Exomiser versions and validation method

Since the NGIS Jabbah release (September 2023) the Genomics England pipeline uses Exomiser version 13.2.0.

We validated the performance of the latest major release of Exomiser (v13) to identify known genetic diagnoses using 1869 variants in 1659 cases, representing all diagnostic variants reported in the outcome questionnaires in the Genomic Medicine Service by NHS GLHs at the time of analysis (Nov 2022).

The rankings of variants were compared to the previous version of Exomiser used in the pipeline (v12.0.0).

Note

Validations were performed using Exomiser (v13.1.0). There are no expected deviations in performance from the minor updated version of the software integrated into the pipeline (v13.2.0)

Sensitivity for known diagnostic variants

The 1869 variant(s) reported as diagnostic were returned in the top 3 ranked candidates from Exomiser (v13) for 1709/1869 variants (91%, 95% CI 90%-93%).

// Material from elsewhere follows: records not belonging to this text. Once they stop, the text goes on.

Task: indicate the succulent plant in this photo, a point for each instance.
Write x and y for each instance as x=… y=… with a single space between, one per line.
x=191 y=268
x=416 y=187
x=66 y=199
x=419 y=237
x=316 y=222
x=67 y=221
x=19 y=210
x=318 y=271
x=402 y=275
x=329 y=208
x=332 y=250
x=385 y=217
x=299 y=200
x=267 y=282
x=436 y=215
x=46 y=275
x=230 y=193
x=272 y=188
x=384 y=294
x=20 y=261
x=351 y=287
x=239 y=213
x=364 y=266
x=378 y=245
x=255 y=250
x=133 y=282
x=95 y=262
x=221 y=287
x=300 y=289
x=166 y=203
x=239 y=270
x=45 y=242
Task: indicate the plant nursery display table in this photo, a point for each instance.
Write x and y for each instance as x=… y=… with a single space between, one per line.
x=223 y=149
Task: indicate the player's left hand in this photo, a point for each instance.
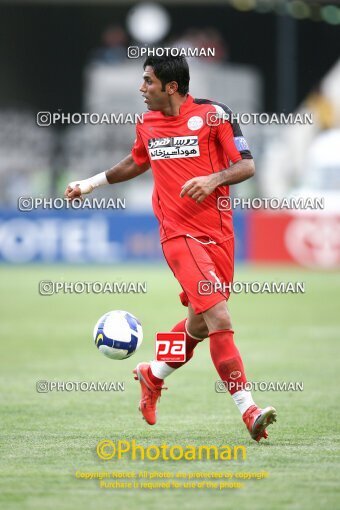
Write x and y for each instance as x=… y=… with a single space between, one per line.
x=199 y=188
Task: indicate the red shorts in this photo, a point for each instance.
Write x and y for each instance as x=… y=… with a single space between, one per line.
x=203 y=270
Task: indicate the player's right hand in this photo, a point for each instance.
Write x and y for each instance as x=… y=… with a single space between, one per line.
x=76 y=189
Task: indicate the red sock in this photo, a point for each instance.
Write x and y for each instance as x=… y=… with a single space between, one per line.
x=190 y=346
x=227 y=359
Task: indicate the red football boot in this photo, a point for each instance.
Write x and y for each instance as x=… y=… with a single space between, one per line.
x=257 y=419
x=150 y=393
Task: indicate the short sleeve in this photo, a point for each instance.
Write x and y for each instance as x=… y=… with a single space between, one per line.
x=138 y=151
x=233 y=142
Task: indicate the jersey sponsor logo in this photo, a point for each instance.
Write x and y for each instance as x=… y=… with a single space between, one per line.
x=241 y=143
x=195 y=123
x=173 y=147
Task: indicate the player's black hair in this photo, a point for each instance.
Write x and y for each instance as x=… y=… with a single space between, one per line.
x=170 y=68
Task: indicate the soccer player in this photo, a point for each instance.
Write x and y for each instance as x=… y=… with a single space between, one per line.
x=195 y=152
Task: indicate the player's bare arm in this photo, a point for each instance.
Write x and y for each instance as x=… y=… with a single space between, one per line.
x=125 y=170
x=199 y=188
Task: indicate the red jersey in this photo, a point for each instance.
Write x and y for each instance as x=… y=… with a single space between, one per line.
x=194 y=143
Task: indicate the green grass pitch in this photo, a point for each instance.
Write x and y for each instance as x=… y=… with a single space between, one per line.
x=46 y=438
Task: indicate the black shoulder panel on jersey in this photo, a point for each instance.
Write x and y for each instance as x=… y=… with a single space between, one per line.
x=246 y=154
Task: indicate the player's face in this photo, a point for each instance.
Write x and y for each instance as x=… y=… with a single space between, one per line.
x=151 y=89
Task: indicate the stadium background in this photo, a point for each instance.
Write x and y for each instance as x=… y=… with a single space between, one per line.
x=71 y=57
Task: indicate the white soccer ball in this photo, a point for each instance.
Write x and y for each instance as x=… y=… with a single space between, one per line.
x=118 y=334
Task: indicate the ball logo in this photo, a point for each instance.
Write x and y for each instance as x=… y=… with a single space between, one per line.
x=99 y=337
x=195 y=123
x=170 y=347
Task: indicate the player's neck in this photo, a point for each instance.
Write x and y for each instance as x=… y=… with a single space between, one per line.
x=174 y=105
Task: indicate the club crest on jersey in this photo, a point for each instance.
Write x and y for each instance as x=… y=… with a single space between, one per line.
x=173 y=147
x=241 y=143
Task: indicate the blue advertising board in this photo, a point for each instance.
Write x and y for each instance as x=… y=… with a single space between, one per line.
x=78 y=236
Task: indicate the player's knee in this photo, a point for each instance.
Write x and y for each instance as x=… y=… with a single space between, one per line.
x=219 y=320
x=198 y=329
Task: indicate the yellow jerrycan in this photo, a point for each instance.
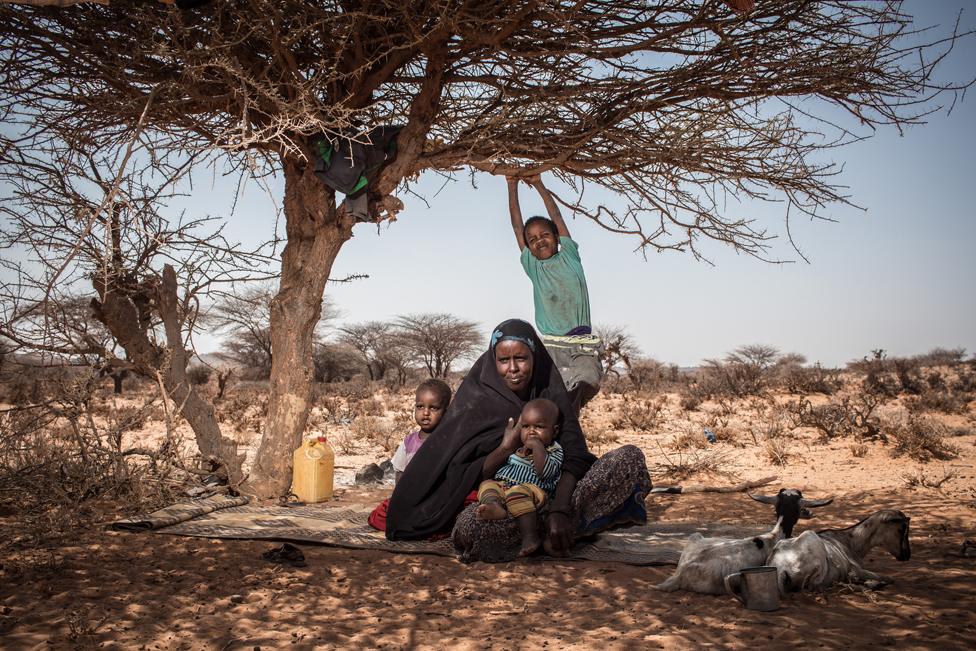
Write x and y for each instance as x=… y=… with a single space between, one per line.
x=313 y=471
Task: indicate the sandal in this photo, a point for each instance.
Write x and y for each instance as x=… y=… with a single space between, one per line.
x=287 y=554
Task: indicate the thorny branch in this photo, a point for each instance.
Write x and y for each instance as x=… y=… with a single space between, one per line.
x=676 y=105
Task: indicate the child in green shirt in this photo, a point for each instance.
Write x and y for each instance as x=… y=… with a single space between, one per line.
x=551 y=260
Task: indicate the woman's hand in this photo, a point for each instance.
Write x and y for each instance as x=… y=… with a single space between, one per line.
x=512 y=438
x=559 y=538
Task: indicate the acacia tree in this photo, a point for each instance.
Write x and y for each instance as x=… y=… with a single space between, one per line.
x=101 y=275
x=436 y=340
x=245 y=315
x=370 y=340
x=671 y=103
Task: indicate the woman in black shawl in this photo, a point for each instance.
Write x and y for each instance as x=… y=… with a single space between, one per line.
x=468 y=446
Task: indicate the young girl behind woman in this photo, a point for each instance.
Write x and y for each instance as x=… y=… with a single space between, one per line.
x=433 y=397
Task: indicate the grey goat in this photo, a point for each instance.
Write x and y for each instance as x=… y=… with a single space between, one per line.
x=705 y=562
x=791 y=506
x=817 y=560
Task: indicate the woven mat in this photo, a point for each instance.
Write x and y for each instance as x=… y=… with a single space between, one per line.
x=345 y=526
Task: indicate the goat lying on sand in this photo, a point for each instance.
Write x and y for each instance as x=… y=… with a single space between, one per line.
x=705 y=562
x=791 y=506
x=814 y=561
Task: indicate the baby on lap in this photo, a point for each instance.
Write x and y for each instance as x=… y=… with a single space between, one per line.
x=528 y=479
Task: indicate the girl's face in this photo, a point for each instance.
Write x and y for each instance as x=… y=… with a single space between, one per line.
x=513 y=361
x=536 y=423
x=542 y=243
x=428 y=410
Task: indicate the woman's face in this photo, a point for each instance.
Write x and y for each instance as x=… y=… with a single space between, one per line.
x=513 y=361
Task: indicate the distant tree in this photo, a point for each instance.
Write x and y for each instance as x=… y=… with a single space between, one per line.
x=369 y=339
x=619 y=347
x=245 y=317
x=758 y=356
x=335 y=362
x=437 y=340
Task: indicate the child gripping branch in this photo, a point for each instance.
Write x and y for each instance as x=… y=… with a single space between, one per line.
x=551 y=260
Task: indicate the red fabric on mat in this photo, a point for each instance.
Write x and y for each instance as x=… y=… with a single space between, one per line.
x=377 y=519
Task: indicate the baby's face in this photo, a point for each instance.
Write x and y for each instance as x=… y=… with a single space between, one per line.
x=539 y=424
x=428 y=410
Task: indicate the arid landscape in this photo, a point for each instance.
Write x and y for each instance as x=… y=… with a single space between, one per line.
x=884 y=433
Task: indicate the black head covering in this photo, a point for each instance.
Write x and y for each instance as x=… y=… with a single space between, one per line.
x=448 y=466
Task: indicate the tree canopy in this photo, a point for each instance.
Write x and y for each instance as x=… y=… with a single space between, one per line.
x=670 y=103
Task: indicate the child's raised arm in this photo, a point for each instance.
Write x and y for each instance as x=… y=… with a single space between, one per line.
x=515 y=211
x=551 y=207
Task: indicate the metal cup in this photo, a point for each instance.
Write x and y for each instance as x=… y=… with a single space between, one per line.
x=755 y=587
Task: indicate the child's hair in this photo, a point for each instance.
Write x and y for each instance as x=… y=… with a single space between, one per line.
x=548 y=407
x=548 y=222
x=438 y=388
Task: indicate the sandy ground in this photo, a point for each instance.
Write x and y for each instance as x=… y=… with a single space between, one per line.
x=146 y=591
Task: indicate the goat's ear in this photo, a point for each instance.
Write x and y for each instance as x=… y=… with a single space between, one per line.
x=813 y=504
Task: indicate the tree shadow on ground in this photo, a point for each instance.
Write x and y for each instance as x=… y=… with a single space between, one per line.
x=155 y=591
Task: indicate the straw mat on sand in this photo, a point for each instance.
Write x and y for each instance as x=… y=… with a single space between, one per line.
x=344 y=525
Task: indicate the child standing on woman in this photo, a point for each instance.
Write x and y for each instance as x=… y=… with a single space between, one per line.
x=551 y=260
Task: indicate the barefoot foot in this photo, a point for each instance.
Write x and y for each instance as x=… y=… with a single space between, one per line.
x=530 y=545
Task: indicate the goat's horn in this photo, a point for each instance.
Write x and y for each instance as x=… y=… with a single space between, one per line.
x=815 y=503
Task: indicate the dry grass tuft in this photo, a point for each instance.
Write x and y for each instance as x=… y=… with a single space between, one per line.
x=921 y=439
x=918 y=478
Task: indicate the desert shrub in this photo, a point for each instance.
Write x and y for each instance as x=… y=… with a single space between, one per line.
x=246 y=409
x=640 y=414
x=370 y=406
x=909 y=374
x=376 y=431
x=942 y=357
x=198 y=375
x=58 y=465
x=601 y=437
x=28 y=386
x=944 y=401
x=683 y=464
x=691 y=437
x=806 y=380
x=844 y=416
x=920 y=438
x=776 y=450
x=647 y=374
x=878 y=379
x=335 y=409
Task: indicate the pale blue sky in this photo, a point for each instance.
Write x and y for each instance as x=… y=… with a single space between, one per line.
x=899 y=276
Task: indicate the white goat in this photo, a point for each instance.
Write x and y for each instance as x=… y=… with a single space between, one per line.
x=816 y=560
x=705 y=562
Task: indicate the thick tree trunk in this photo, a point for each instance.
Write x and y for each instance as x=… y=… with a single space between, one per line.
x=316 y=232
x=120 y=312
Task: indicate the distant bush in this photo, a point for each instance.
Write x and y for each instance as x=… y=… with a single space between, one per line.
x=844 y=416
x=920 y=438
x=639 y=414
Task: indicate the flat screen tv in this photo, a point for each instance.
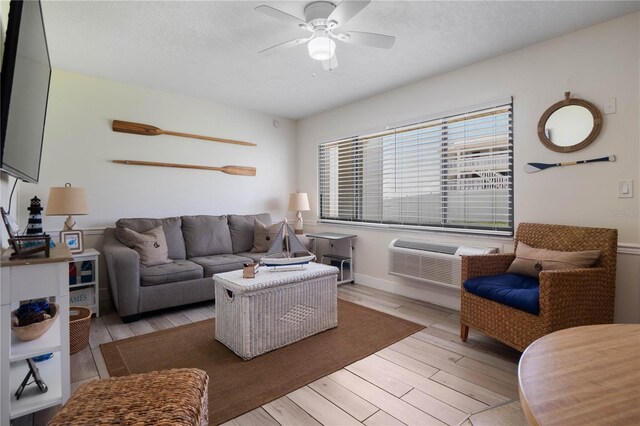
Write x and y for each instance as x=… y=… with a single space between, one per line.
x=26 y=73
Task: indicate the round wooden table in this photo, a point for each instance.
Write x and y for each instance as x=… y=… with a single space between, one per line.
x=583 y=375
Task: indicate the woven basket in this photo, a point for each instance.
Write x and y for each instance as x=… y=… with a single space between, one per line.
x=79 y=326
x=35 y=330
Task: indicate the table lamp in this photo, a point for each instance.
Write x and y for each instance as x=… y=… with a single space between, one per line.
x=298 y=202
x=67 y=201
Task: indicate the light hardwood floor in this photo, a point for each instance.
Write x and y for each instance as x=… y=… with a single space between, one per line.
x=429 y=378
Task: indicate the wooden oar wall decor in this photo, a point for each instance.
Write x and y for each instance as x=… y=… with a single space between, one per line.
x=536 y=167
x=148 y=130
x=230 y=170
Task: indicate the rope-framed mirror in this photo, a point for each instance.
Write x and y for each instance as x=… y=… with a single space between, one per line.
x=569 y=125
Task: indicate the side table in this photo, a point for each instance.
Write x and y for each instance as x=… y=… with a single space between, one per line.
x=344 y=263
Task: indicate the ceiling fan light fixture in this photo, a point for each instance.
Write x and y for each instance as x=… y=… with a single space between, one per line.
x=321 y=48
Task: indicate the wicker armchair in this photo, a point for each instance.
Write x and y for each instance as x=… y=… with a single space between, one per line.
x=568 y=298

This favourably compares with 80% (95% CI 77%-81%) in the top 3 using the previous version of Exomiser (v12.0.0).

Differences in behaviour between versions

Despite the overall improved performance, 68 variants that were previously prioritised rank 1-3 (using Exomiser v12) have dropped below rank 3 using Exomiser v13.

We identified several common reasons for why these variants were below rank 3 in Exomiser 13.1.0:

  • Low phenotype match which contributes to a low score (25%)
  • The score of a diagnostic variant stayed the same but a different variant improved in score (16%)
  • MAF >1%, which while below the threshold of 2% still contributes to a low score (15%)
  • The variant was still ranked highly despite being outside of rank 3 (15% in rank 4-5).

Overall, including ranks 1-5 instead of ranks 1-3 increases the recall of variants from 0.91 to 0.94 (95% CI 0.93- 0.95).

Limitations

One limitation of Exomiser is that heteroplasmy is not taken into account for mitochondrial variants. We see that Exomiser prioritises mitochondrial variants that would usually be filtered by the thresholds used for heteroplasmic variants in the rare disease tiering algorithm (allele fraction ≥ 0.05). As a result, care should be taken interpreting these variants and the heteroplasmy level should be checked.